For educational attainment in 2025: twin h² ≈ 0.40, SNP h² ≈ 0.25 (common-variant, LDSC), within-family additive ≈ 0.15. The gap between twin and within-family (0.25) is the AM-LD plus genetic-nurture contribution. The gap between WGS-h² and SNP-h² is rare-variant contribution.
3. Closed-form pieces
Three components admit clean equations. The rest are calibrated empirically.
3.1 Assortative-mating inflation (Crow–Felsenstein)
For a polygenic trait under cross-spouse phenotypic correlation m and (single-generation) heritability h², the spousal correlation among the genetic component is:
r_δ ≈ m · h²
At AM equilibrium (reached in ~5–10 generations of stable assortment), the additive genetic variance inflates by:
V_A* / V_A = 1 / (1 − r_δ)
Worked example — educational attainment in modern populations: m ≈ 0.4, base h² ≈ 0.25, so r_δ ≈ 0.10, equilibrium inflation factor ≈ 1.11. For height: m ≈ 0.25, h² ≈ 0.7, r_δ ≈ 0.18, inflation ≈ 1.21 — matches the 14–23% empirical inflation Border et al. and Yengo et al. report for SNP-h² of height.
Cross-trait AM (m_xy ≠ 0) extends the same logic to off-diagonal entries of the genetic-covariance matrix and is the formal reason E7 finds R² = 0.74 between phenotypic-cross-mate correlations and genetic-correlation estimates.
3.2 Wilson-Effect saturation curve
Heritability of cognitive ability rises with age because active rGE (G1) compounds: as children gain agency, they select environments matching their genetic propensities, amplifying genetic variance and shrinking shared environment. A simple two-parameter form fits Bouchard 2013 and Briley & Tucker-Drob 2013 well:
h²(t) = h²_∞ − (h²_∞ − h²_0) · exp(−k·t)
With h²_0 ≈ 0.20 (age 5), h²_∞ ≈ 0.80 (asymptote by ~age 20), and k ≈ 0.15/year, the curve crosses 0.50 around age 9–10 and saturates by age 20. The shared-environment trace runs the inverse path:
c²(t) = c²_0 · exp(−k_c · t), with c²_0 ≈ 0.30, k_c ≈ 0.18/year
Both formulas are phenomenological; the exponent k is not a primitive and varies by trait. For Big Five personality traits, h² is roughly flat across adulthood (no Wilson rise), so k_personality ≈ 0.
3.3 Genetic-nurture decomposition (additive form)
Define g_T as the offspring’s transmitted-allele PGS and g_NT as the parental non-transmitted-allele PGS. Then:
A_d = β_d · g_T
A_i = β_i · g_NT
Empirically (Kong 2018, Wang 2021, Okbay 2022, Howe 2022):
β_i / β_d ≈ 0.3 – 0.5 (educational attainment)
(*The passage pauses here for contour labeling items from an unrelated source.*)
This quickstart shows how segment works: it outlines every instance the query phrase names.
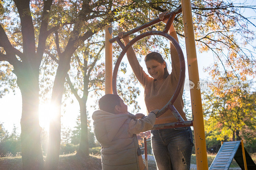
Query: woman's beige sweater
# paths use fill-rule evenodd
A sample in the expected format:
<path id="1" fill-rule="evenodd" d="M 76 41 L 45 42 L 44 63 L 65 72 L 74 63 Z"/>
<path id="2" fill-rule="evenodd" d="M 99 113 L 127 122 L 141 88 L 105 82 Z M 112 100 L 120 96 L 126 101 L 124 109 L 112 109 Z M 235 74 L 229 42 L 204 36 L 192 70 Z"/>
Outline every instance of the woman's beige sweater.
<path id="1" fill-rule="evenodd" d="M 174 31 L 170 35 L 178 41 L 176 33 Z M 132 48 L 130 48 L 126 54 L 129 63 L 133 73 L 145 89 L 144 99 L 148 113 L 156 109 L 161 109 L 171 99 L 177 86 L 180 76 L 180 61 L 174 46 L 171 43 L 171 55 L 172 59 L 172 72 L 166 78 L 162 86 L 157 90 L 156 89 L 156 81 L 149 77 L 143 70 L 137 59 Z M 183 85 L 184 86 L 184 85 Z M 184 120 L 187 120 L 183 111 L 184 104 L 182 100 L 183 88 L 174 105 Z M 177 122 L 172 112 L 168 110 L 156 119 L 155 124 L 161 124 Z"/>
β_i / β_d ≈ 0.0 – 0.1 (height, BMI)
β_i / β_d ≈ 0.4 – 0.6 (cognitive performance)
The variance contribution from indirect effects, accounting for their correlation with direct effects via parents passing both:
V(A_i) + 2·Cov(A_d, A_i) ≈ V_PGS,population − V_PGS,within-family
This is the single equation that turns “missing heritability after within-family correction” from a puzzle into a measurement. The right-hand side is now directly observable for any trait with both population-level and within-family GWAS at scale.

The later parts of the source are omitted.